En la primera lectura, el pueblo de Israel, cansado del camino, murmuró contra Dios. Como consecuencia, aparecieron serpientes venenosas que los mordían. Cuando reconocieron su pecado, el Señor les dio un signo de salvación: mirar la serpiente de bronce levantada en lo alto. Esa mirada no era mágica, sino un acto de fe. Creer en la promesa de Dios era lo que les devolvía la vida.


El Hijo del Hombre levantado en la cruz

Jesús retoma este signo en el Evangelio y lo lleva a su plenitud: “Así como Moisés levantó la serpiente en el desierto, así tiene que ser levantado el Hijo del hombre, para que todo el que crea en él tenga vida eterna” (Jn 3,14-15). En la cruz, Jesús es levantado para que quienes lo miren con fe encuentren la salvación. La cruz ya no es sólo un instrumento de dolor, sino el lugar donde se revela el amor infinito de Dios.


Un amor que no condena, sino que salva

San Juan nos recuerda la esencia de la fe cristiana: “Tanto amó Dios al mundo que entregó a su Hijo único…” (Jn 3,16). Dios no envía a su Hijo para condenar, sino para salvar. La cruz no es un juicio de destrucción, sino un gesto de misericordia. En un mundo que a veces sólo sabe señalar culpas, Jesús nos muestra un Dios que levanta, perdona y devuelve la esperanza.


La humildad que se convierte en gloria

San Pablo, en la carta a los Filipenses, nos ofrece la clave para comprender este misterio: Cristo, siendo Dios, se despojó de su grandeza, tomó nuestra condición y aceptó la muerte de cruz (Flp 2,6-8).

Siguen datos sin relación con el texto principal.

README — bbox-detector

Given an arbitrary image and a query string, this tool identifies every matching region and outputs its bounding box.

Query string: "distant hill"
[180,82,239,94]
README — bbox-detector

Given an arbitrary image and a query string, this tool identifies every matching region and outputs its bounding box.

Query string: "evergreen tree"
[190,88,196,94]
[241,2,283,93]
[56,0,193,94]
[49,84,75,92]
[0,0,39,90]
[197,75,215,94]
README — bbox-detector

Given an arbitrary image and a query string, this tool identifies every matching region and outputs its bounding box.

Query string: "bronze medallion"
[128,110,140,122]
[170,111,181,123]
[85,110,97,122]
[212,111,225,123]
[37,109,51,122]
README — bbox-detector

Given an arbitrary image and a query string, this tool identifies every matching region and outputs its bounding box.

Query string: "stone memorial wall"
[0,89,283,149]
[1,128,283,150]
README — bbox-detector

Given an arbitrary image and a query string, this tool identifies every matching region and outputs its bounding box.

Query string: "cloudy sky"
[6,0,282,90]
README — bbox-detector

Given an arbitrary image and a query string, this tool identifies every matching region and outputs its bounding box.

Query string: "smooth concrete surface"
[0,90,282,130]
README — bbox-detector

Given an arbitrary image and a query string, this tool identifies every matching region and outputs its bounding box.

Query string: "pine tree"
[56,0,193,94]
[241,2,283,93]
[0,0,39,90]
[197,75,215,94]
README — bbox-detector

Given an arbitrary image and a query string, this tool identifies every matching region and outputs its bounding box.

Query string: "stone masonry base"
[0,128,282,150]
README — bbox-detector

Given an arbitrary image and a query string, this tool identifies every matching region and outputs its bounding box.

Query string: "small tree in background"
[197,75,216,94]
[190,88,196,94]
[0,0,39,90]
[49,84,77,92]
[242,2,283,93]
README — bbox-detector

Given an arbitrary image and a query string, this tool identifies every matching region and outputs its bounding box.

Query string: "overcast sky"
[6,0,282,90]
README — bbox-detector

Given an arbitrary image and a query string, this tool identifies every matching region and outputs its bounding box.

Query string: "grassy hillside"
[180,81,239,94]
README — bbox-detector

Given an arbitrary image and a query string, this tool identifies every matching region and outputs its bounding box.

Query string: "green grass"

Pero precisamente esa humildad y obediencia lo llevaron a la gloria: “Dios lo exaltó sobre todo nombre”. La cruz, entonces, no es fracaso, sino camino de victoria.


La invitación para nosotros hoy

Queridos hermanos, la Palabra nos invita a reconocer que también nosotros, como Israel, a veces murmuramos, nos cansamos y nos dejamos morder por las “serpientes” del egoísmo, del desánimo, del pecado. Pero hoy se nos recuerda que basta con levantar la mirada hacia Cristo crucificado, creer en Él y dejarnos salvar por su amor. La cruz sigue siendo signo de vida, no de derrota.


La cruz, fuente de vida

Hoy celebramos que la cruz de Cristo es la mayor expresión del amor de Dios. No es un símbolo de condena, sino de salvación. Al contemplarla con fe, como el pueblo miraba la serpiente de bronce, encontramos perdón, fuerza y esperanza. Por eso, doblamos nuestras rodillas y confesamos con gozo: Jesucristo es el Señor, para gloria de Dios Padre.